John Kennedy of Gore asks :-

Is there a scientific explanation for water divining?

Vicki Hyde, an astronomer and member of the New Zealand Committee for Scientific Investigation of Claims of the Paranormal Inc (NZ Skeptics - www.skeptics.org.nz), responded.

The short answer is no scientific explanation is needed because water divining has never been shown to work under any sort of controlled conditions.

Water diviners, or dowsers, typically use a forked stick or rod in attempting to locate underground water. When above water, the rod points downward. Some use crossed rods, coat-hangers or pendulums, and some dowsers look for gold or oil or buried treasure.

Why does the rod react? Dowsers have provided many explanations, from psychic ones to the geophysical. But the real explanation is psychological. The rod moves due to involuntary and unconscious motor behaviour on the part of the dowser (assuming the dowser is a sincere one, rather than a con artist out to make easy money off drought- desperate farmers).

This "ideomotor action" was explained over 150 years ago, and occurs in many phenomena attributed to spiritual or paranormal forces. As psychologist Ray Hyman put it ''honest, intelligent people can unconsciously engage in muscular activity that is consistent with their expectations''.

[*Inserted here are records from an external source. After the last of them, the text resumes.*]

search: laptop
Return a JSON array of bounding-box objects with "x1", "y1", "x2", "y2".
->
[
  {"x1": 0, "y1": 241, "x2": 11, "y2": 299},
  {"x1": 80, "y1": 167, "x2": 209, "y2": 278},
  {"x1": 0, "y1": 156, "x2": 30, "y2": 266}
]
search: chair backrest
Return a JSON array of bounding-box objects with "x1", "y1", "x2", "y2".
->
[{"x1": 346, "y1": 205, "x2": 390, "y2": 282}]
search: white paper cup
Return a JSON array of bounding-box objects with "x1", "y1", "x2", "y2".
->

The scientific question is can dowsers reliably tell when water is below their rods? In 1980, Australian entrepreneur Dick Smith and the Australian Skeptics tested this with a classic double-blind scientific study developed in conjunction with dowsers, and offering a $40,000 prize.

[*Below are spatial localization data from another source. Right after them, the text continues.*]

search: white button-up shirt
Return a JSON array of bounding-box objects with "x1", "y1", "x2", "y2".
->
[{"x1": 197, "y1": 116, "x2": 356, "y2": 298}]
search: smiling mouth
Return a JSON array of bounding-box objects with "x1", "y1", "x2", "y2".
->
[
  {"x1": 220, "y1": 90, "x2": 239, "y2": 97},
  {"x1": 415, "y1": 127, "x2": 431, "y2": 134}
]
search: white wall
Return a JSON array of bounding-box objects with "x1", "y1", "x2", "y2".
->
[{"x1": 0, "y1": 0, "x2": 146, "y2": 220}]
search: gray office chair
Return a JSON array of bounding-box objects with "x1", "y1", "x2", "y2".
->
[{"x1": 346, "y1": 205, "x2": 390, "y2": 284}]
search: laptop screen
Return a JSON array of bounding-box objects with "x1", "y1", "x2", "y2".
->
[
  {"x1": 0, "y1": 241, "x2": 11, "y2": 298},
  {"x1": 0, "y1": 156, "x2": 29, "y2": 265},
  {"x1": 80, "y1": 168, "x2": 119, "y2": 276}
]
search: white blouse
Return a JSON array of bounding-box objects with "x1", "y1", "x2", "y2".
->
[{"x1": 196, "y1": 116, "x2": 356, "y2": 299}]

Eight dowsers tried to detect the presence of water, and ten dowsed for metal. (A $A22,000 gold ingot was loaned by a local bank for the gold dowsers!) The experimental design, agreed on by all, was such that sheer chance would produce a success rate of 10 per cent.

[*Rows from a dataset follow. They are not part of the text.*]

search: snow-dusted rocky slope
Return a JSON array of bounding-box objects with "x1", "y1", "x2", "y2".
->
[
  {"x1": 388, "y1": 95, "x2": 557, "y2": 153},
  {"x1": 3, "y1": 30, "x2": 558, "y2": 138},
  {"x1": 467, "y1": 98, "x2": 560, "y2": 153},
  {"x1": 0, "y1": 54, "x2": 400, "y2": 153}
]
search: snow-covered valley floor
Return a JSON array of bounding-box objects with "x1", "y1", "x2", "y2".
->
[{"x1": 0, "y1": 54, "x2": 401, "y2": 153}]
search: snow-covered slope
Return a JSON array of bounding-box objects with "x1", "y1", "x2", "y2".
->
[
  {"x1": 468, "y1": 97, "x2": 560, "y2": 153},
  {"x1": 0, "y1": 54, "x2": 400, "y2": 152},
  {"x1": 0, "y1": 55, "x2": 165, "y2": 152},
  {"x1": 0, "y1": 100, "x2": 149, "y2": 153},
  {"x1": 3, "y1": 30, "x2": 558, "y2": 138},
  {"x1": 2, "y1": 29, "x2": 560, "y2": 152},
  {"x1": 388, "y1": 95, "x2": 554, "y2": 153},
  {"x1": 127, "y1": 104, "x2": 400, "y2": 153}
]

The water dowsers expected an 86 per cent success rate. The gold people were even more confident, predicting a 99 per cent success rate. But in 111 tries at dowsing, only 15 "struck it lucky". That is an overall success rate of 13.5 per cent. Such a poor showing is well within the expected range, indicating that any success was more a matter of guesswork than paranormal powers. The only studies which claim significant results are, significantly, ones run by dowsing enthusiasts.